Reuters was unable to locate Vadala or his legal representatives.

Troskova and the secretary of the country’s Security Council, also mentioned in Kuciak’s reports, resigned on Wednesday pending results of the investigation.

Kuciak’s report did not suggest any wrongdoing by either of the two Fico aides who resigned. In a statement, both denied any involvement in the journalist’s killing.

The case has tapped into a wellspring of public anger over links between Slovak business and politics.

Opposition parties held a protest rally over Kuciak’s killing in Bratislava on Wednesday afternoon and another protest is scheduled in several cities for Friday.

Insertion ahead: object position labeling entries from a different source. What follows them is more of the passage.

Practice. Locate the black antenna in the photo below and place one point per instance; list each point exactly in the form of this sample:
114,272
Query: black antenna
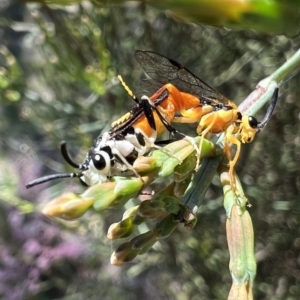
66,156
269,112
51,177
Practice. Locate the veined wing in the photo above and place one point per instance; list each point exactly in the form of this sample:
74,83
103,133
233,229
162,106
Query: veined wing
163,70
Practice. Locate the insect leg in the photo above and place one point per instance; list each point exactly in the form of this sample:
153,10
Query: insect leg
116,152
66,156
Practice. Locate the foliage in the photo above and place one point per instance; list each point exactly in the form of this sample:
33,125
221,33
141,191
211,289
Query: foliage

Kuciak also investigated allegations of abuse of EU funds. The European Commission said on Thursday it had requested information from Slovak authorities.

The case raised tension within the ruling three-party coalition.

The junior Most-Hid party said international investigators should be invited to join local police to aid transparency, and also called on Interior Minister Robert Kalinak, a close ally of Fico, whose business acquaintances had been subjects of Kuciak’s earlier articles, to resign.

Party chief Bela Bugar told reporters Most-Hid would leave matters with Fico’s Smer party, and base its next decision on how Smer responded.

Bugar stopped short of threatening to leave the coalition, a step that could force the break-up of the cabinet.

Fico also suffered a blow when, in a related development, Culture Minister Marek Madaric, a long-time senior member of Smer, quit on Wednesday.

Kuciak’s murder was the first of a journalist in Slovakia and the fifth such case concerning a reporter or reporters in the European Union in the past decade, according to Reporters Without Borders (RSF).